Fußball-Gott der Nation ist unbestritten, der hier wohl eher unbekannte, Oleg Litvinenko (derzeit bei Yelimai), der vor seinem Engagement bei Larnaca auf Zypern schon für die Konkurrenz aus Pawlodar und Almaty auflief.
In Sachen Nationalmannschaft erhofft man sich mit der Verpflichtung des russischen Trainers Leonid Pakhomov (im Dezember 02) den richtigen Mann an der Seitenlinie, um die Qualifikation für die WM 2006 in Deutschland zu schaffen. Durch den späten Beitritt konnte man nicht mehr am laufenden Wettbewerb zur EM teilnehmen. Erste Tests gegen Sigi Helds Malta wurden bereits knapp verloren - da fehlten jedoch die Legionäre. Mit ihrer Integration soll ein starkes Team aufgebaut werden. Wäre bestimmt ein guter Stolperstein für unsere Rudi-Elf.

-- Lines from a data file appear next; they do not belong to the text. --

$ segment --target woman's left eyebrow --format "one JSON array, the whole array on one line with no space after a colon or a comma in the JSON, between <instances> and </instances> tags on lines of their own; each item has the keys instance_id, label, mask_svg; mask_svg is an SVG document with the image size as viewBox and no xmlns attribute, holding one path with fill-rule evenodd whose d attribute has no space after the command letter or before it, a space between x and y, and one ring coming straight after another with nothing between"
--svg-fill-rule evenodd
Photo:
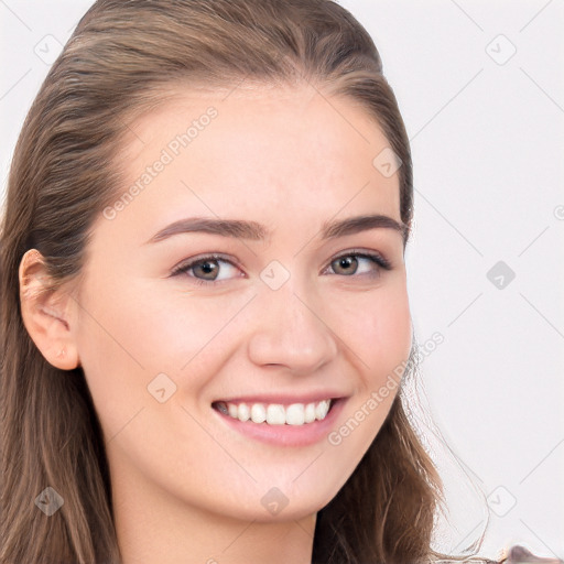
<instances>
[{"instance_id":1,"label":"woman's left eyebrow","mask_svg":"<svg viewBox=\"0 0 564 564\"><path fill-rule=\"evenodd\" d=\"M354 235L369 229L392 229L401 234L405 240L408 226L392 217L377 214L349 217L338 221L325 221L321 229L321 239L333 239ZM175 235L189 232L206 232L231 237L236 239L249 239L261 241L270 239L272 231L264 225L246 219L223 219L215 217L189 217L178 219L151 237L147 243L159 242Z\"/></svg>"}]
</instances>

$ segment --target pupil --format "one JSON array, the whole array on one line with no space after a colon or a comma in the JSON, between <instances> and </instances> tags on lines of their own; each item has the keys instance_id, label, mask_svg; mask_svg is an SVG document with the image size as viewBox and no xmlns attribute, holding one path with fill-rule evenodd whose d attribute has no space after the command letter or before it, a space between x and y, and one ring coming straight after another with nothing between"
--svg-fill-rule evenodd
<instances>
[{"instance_id":1,"label":"pupil","mask_svg":"<svg viewBox=\"0 0 564 564\"><path fill-rule=\"evenodd\" d=\"M346 271L348 270L348 272L351 272L355 270L354 268L352 269L350 268L351 265L354 265L354 262L356 262L356 259L354 257L344 257L341 259L338 259L338 262L339 262L339 268L343 268Z\"/></svg>"},{"instance_id":2,"label":"pupil","mask_svg":"<svg viewBox=\"0 0 564 564\"><path fill-rule=\"evenodd\" d=\"M217 267L209 260L206 262L203 262L199 268L203 270L204 274L213 274L214 270L217 269Z\"/></svg>"}]
</instances>

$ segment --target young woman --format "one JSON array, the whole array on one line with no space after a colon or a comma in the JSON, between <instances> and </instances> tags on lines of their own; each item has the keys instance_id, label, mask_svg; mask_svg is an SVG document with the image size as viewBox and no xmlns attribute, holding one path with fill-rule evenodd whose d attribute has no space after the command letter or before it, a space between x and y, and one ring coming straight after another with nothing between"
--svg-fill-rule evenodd
<instances>
[{"instance_id":1,"label":"young woman","mask_svg":"<svg viewBox=\"0 0 564 564\"><path fill-rule=\"evenodd\" d=\"M338 4L96 2L10 172L1 562L445 558L402 395L412 202Z\"/></svg>"}]
</instances>

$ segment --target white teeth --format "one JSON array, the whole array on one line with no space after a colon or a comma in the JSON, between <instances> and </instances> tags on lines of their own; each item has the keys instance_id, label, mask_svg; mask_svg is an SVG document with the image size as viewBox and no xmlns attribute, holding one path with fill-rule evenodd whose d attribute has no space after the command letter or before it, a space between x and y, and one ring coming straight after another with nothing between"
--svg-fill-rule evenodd
<instances>
[{"instance_id":1,"label":"white teeth","mask_svg":"<svg viewBox=\"0 0 564 564\"><path fill-rule=\"evenodd\" d=\"M282 405L280 403L229 403L220 402L217 409L230 417L246 422L267 423L269 425L304 425L315 420L323 421L329 411L330 400L323 400L312 403L292 403Z\"/></svg>"},{"instance_id":2,"label":"white teeth","mask_svg":"<svg viewBox=\"0 0 564 564\"><path fill-rule=\"evenodd\" d=\"M286 422L284 405L272 403L267 408L267 423L269 425L283 425Z\"/></svg>"},{"instance_id":3,"label":"white teeth","mask_svg":"<svg viewBox=\"0 0 564 564\"><path fill-rule=\"evenodd\" d=\"M228 404L230 405L230 404ZM237 405L236 405L237 408ZM229 413L229 415L231 415ZM250 413L250 410L249 410L249 406L247 405L247 403L239 403L239 408L237 409L237 414L235 415L239 421L249 421L250 416L251 416L251 413ZM231 415L232 417L232 415Z\"/></svg>"},{"instance_id":4,"label":"white teeth","mask_svg":"<svg viewBox=\"0 0 564 564\"><path fill-rule=\"evenodd\" d=\"M286 423L289 425L303 425L304 417L304 404L303 403L292 403L286 408Z\"/></svg>"},{"instance_id":5,"label":"white teeth","mask_svg":"<svg viewBox=\"0 0 564 564\"><path fill-rule=\"evenodd\" d=\"M315 403L308 403L304 410L304 420L306 423L315 421Z\"/></svg>"}]
</instances>

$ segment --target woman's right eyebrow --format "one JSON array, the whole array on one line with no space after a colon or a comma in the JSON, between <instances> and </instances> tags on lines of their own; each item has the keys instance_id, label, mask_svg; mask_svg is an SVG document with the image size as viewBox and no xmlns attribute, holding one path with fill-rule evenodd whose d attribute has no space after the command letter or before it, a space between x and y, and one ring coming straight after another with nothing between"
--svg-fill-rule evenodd
<instances>
[{"instance_id":1,"label":"woman's right eyebrow","mask_svg":"<svg viewBox=\"0 0 564 564\"><path fill-rule=\"evenodd\" d=\"M321 239L333 239L354 235L369 229L393 229L405 239L408 226L392 217L376 214L349 217L338 221L325 221L321 229ZM236 239L248 239L261 241L270 239L272 231L264 225L246 219L223 219L214 217L189 217L178 219L153 235L147 243L159 242L170 239L176 235L189 232L206 232L231 237Z\"/></svg>"}]
</instances>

Das südlich an Kasachstan und den Aralsee grenzende Usbekistan gilt fußballerisch als am fortschrittlichsten. Mannschaft der Stunde ganz klar das Team Pachtakor Taschkent mit der Usbekischen Fußball-Legende Mirdjalal Kasimov. Pachtakor scheiterte bei der in dieser Spielzeit zum ersten Mal ausgetragenen Asiatischen Champions League erst im Halbfinale am Thailändischen Meister BEC Toro Sasana und verpasste damit ganz knapp die große Sensation. Zuvor warf man vor 45000 Zuschauern den Iranischen Meister Pirouzi und Iraks Champion Al Talaba (vor 55000 feiernden Fans) aus dem laufenden Wettbewerb. Das zweite Halbfinale bestreiten z.Zt. der vom WM-Erfolgscoach Bruno Metsu trainierten Verein Al Ain aus Dubai und Chinas Meister Dalian Shide.

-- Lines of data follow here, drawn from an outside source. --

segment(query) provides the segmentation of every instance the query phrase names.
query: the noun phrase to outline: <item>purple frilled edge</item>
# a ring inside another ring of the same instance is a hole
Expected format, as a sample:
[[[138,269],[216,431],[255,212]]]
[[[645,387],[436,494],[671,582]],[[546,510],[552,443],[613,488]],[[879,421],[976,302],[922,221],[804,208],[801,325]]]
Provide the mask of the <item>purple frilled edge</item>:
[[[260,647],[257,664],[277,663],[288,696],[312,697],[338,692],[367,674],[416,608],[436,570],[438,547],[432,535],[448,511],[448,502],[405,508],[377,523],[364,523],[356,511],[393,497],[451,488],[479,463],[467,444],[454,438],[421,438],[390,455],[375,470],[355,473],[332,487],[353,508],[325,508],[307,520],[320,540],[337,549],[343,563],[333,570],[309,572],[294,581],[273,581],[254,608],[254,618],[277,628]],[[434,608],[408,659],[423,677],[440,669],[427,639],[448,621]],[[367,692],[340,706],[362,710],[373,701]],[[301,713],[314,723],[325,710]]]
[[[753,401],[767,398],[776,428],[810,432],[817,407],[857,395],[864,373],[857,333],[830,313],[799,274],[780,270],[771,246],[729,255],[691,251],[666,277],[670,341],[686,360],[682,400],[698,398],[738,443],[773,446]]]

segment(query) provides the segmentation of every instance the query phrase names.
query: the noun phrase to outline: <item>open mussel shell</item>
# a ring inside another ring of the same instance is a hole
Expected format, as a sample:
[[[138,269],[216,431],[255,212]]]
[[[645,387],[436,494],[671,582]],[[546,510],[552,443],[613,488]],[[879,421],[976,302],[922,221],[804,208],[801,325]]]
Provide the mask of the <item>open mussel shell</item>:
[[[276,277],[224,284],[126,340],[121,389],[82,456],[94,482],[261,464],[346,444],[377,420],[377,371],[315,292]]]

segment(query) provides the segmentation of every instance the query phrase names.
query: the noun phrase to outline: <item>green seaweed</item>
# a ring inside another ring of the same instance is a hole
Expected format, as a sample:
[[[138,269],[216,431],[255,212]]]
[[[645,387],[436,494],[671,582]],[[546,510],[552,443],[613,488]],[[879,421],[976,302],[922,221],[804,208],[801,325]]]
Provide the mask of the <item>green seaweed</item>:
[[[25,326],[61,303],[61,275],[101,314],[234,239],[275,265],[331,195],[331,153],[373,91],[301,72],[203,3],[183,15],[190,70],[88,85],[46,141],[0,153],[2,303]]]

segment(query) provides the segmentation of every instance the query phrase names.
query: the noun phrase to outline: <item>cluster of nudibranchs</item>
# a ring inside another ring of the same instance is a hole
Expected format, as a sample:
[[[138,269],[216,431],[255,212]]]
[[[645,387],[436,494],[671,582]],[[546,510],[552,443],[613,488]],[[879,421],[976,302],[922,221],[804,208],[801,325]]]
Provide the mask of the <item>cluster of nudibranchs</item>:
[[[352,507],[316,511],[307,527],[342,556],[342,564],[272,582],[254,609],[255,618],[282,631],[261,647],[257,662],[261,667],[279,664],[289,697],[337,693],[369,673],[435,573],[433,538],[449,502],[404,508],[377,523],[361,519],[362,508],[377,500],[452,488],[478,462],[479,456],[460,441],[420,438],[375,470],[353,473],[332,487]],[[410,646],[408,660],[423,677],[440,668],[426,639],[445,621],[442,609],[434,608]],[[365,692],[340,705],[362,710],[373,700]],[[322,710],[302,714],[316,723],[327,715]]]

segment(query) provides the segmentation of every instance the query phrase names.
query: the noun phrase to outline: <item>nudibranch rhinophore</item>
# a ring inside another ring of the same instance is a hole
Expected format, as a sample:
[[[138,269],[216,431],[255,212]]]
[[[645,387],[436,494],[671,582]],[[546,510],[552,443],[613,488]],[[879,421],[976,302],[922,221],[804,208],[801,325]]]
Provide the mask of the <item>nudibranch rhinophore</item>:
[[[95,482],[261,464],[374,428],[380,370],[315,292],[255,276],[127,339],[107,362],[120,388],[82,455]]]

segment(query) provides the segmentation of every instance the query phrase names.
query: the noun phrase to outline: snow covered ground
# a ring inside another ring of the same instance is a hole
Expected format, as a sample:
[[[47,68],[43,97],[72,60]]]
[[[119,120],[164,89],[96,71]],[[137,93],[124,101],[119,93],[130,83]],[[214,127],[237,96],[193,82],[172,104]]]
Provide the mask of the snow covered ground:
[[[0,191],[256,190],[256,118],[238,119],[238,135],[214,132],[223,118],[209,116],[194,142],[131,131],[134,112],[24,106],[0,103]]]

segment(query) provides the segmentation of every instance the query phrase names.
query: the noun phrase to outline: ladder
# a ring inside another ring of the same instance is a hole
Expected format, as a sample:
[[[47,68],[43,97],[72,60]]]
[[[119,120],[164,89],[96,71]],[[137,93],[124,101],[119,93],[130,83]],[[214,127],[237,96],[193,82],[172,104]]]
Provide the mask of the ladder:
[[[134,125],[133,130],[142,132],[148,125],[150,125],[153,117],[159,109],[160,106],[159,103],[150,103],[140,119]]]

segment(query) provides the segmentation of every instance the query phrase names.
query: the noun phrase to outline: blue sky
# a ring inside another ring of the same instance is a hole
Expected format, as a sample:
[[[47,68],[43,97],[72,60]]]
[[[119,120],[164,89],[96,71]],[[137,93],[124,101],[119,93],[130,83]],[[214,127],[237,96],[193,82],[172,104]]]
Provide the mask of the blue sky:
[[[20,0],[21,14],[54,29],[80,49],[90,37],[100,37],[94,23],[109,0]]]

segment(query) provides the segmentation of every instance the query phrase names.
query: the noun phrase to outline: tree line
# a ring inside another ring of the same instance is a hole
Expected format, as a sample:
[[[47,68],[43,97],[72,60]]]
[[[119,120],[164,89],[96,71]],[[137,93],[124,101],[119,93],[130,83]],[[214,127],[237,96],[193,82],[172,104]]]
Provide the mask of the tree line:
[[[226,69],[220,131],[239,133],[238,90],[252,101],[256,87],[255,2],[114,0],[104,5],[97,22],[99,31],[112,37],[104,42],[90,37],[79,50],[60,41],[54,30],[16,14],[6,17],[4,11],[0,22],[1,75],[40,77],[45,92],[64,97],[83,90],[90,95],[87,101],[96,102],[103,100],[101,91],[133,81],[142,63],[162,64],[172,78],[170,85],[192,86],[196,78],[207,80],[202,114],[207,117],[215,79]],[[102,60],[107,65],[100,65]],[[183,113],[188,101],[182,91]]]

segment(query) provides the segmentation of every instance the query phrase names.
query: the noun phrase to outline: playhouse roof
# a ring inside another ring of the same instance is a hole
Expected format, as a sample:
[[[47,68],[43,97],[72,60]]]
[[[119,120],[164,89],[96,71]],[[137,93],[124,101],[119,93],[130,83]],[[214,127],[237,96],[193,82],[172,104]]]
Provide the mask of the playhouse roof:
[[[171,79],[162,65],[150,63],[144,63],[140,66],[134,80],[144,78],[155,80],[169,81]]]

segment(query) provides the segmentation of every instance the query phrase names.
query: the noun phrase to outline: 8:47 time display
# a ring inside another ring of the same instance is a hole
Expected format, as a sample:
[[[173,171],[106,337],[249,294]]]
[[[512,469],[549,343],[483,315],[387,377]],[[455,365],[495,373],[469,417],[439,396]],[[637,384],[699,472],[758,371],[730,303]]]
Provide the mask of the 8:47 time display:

Neben Pachtakor (= Baum-wollanbau) und Dutlik (=Freundschaft) Taschkent zählt Neftschi (Ölgewinnung) Fergana zu den Top Klubs Usbekistans. Neftschi Fergana gelang es in den letzten 11 Jahren der unabhängigen Usbekischen Liga fünf Mal den Titel einzufahren und startete neben Pachtakor zuletzt in der Champions League.

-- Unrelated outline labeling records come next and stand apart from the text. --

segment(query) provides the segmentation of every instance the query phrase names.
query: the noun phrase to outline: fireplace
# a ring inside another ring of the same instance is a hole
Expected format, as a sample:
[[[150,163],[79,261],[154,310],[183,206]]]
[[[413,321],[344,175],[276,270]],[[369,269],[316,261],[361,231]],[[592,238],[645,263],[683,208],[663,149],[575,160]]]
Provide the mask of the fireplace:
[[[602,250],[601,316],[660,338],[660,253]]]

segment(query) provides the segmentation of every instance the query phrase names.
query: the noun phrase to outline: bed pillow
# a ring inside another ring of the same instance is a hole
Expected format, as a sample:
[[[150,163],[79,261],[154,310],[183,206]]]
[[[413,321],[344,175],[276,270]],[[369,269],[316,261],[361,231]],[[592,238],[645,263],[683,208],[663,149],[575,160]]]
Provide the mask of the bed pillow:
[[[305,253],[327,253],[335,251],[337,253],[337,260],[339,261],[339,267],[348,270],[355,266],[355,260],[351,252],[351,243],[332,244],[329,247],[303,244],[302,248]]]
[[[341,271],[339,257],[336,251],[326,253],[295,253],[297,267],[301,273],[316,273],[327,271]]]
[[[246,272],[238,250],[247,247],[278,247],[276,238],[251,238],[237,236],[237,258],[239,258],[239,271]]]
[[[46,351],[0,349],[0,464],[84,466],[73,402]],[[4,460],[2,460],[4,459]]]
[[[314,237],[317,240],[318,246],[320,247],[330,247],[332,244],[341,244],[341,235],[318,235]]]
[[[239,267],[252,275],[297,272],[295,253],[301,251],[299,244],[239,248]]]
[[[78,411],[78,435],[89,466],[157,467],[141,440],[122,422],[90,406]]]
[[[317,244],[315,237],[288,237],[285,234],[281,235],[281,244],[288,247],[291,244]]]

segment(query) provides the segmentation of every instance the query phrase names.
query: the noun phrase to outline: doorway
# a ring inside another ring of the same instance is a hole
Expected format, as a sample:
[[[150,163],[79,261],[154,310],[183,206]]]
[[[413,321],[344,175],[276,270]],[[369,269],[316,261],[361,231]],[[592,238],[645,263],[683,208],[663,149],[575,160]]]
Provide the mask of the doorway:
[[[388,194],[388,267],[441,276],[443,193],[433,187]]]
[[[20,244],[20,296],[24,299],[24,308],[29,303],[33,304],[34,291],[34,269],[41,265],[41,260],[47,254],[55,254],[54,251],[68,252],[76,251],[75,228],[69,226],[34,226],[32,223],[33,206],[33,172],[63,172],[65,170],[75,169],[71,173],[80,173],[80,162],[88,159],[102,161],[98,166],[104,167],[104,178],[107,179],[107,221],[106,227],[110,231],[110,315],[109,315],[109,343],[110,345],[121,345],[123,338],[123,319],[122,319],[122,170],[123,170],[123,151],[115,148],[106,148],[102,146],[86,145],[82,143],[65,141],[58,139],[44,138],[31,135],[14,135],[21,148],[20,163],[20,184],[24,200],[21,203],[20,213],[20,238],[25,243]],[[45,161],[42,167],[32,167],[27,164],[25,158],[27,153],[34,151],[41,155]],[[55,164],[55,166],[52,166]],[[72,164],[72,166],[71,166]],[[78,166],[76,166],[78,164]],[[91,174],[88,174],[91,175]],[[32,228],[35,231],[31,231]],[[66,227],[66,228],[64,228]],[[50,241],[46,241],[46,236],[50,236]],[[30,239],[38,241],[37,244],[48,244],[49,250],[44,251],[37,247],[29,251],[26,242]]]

Neben Kasimov gilt Maxim Shatikh, seines Zeichens Stürmerstar und Schewtschenko-Nachfolger bei Dinamo Kiev, als Pop -Idol Usbekistans, falls man so etwas überhaupt sagen kann.
Im benachbarten und zu 80 % von Wüste bedeckten Turkmenistan teilen sich wie zumeist im Vorder - und mittelasiatischen Raum die Hauptstadtvereine (in diesem Fall Aschgabat) die Titel untereinander auf. Da nur 10 Teams in der ersten Liga spielen - wird zwischen April und Oktober je 2x gegeneinander gespielt. Der Tabellenletzte trägt anschließend noch ein Relegationsspiel gegen den Ersten der Amateurliga um Auf - bzw. Abstieg aus.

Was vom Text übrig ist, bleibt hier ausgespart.